Las viejas acusaciones
La mayoría de los gobiernos europeos quería seguir siendo naciones-Estado en lo político, esperando solidaridad en lo económico. Ahora los alemanes son acusados de egoísmo y nacionalismo, porque dudan a la hora de rescatar a otros países. Ya han comenzado a sobrevolar las viejas acusaciones. ¿De eso se trata el proyecto europeo? ¿Los alemanes tenemos que pagar las cuentas o nos echan en cara nuestro pasado?
Mensaje a Europa: estaríamos encantados de seguir pagando, pero el dinero se acabó. Algunas industrias alemanas siguen siendo sólidas, pero el país no crece al ritmo al que se achica y envejece su población.
Una vez, durante las negociaciones presupuestarias de la UE, Margaret Thatcher gritó "¡Devuélvanme mi dinero!". ¡Imagínense si lo hubiese dicho Alemania!

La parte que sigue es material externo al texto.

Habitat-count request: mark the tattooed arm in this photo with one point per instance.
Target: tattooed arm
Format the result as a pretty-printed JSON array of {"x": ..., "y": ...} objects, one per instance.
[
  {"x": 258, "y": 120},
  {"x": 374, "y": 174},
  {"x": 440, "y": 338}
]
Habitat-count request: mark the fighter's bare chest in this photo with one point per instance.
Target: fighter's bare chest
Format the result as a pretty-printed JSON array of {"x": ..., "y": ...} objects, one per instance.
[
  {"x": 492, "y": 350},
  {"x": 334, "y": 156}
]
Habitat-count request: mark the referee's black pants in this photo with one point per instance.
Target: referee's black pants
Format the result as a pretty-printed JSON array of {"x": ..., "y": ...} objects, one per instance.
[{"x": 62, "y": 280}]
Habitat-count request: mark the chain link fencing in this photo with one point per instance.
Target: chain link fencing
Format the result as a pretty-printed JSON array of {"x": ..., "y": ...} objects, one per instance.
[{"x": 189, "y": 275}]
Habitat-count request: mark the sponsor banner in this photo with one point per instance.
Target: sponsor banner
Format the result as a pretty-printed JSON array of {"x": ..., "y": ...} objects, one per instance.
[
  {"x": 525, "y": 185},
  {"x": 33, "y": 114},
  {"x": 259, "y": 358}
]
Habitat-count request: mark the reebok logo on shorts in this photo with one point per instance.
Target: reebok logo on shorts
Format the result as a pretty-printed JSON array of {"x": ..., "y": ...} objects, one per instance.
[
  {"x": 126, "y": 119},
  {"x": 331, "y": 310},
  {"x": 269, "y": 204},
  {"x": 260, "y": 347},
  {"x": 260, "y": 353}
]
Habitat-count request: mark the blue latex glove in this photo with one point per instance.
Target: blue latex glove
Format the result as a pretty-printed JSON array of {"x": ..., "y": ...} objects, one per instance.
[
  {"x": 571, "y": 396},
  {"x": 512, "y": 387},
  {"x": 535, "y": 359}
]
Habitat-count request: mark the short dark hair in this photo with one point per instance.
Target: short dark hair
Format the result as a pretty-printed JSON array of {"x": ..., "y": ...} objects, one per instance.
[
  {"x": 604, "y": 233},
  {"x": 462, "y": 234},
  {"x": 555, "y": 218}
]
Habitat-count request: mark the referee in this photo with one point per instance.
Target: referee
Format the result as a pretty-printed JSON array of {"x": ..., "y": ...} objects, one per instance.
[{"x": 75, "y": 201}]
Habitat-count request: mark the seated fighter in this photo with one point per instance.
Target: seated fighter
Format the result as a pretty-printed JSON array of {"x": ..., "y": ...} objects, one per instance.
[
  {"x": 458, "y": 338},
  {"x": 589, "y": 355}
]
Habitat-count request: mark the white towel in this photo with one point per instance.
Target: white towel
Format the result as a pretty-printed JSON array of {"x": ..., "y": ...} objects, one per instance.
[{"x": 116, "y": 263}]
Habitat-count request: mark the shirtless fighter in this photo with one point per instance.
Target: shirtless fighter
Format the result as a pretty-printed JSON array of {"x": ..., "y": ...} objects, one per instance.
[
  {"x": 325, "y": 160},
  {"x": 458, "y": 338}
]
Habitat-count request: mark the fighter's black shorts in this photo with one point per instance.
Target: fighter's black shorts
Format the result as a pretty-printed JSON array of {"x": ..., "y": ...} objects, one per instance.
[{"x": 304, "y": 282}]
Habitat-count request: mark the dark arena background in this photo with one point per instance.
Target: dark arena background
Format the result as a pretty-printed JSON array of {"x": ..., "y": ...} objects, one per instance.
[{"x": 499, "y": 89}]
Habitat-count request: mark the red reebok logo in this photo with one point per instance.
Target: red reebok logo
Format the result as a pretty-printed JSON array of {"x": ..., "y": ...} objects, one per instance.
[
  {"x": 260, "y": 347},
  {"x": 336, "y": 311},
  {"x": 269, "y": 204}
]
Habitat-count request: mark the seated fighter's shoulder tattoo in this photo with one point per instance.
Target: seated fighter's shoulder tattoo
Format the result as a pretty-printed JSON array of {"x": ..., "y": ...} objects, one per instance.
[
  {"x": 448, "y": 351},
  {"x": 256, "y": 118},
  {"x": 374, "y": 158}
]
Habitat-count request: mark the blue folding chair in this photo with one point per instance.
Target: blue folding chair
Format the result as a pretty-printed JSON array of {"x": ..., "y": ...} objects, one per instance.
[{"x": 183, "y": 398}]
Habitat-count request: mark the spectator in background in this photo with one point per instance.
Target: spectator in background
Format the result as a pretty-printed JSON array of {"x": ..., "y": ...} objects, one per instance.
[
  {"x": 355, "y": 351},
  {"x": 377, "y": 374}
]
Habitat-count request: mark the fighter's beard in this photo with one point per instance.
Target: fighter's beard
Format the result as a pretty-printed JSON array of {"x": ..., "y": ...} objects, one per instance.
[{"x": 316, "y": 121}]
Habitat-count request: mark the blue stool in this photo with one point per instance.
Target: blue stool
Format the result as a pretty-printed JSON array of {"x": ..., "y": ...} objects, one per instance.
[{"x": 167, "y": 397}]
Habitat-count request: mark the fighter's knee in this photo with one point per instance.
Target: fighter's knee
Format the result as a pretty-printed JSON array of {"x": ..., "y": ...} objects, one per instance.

Por lo menos era su dinero, el de Gran Bretaña. Ahora, lo que se escucha es "¡Denme dinero!". Pues bien, si Europa es sólo una cuestión de dinero, mucho me temo que los alemanes pronto se sientan tentados de decir: "Devuélvanme mi marco".
Además, no se trata sólo de una cuestión de dinero. Si así fuera, rechinaríamos los dientes y terminaríamos pagando. El tema aquí es la moneda común. Todos nos comprometimos a preservar su estabilidad. Si rompiéramos ese compromiso, estaríamos desprestigiando nuestra unión.
Quizá sea el momento de hablar claro, como no lo hacen nuestros gobiernos. Hermanos europeos, no somos los alemanes los que estamos dándole la espalda a Europa. Son ustedes quienes nunca apoyaron por completo el proyecto de la UE.
Nosotros quisimos disolvernos dentro de una unión más amplia y ustedes no. Es muy triste, pero no hay problema. Tampoco significa que vamos a comenzar a odiarnos. Seguiremos admirando la contribución de Grecia al legado europeo, amando la belleza y la cultura francesa, la simpatía italiana y las bellas playas españolas.
Seguiremos haciendo negocios y acordando proyectos que Alemania tendrá el gusto de financiar. Seguiremos siendo grandes amigos. Pero no compartiremos nuestra clave del cajero automático. Ese es un privilegio reservado a los esposos, y nosotros hemos esperado al pie del altar durante demasiado tiempo.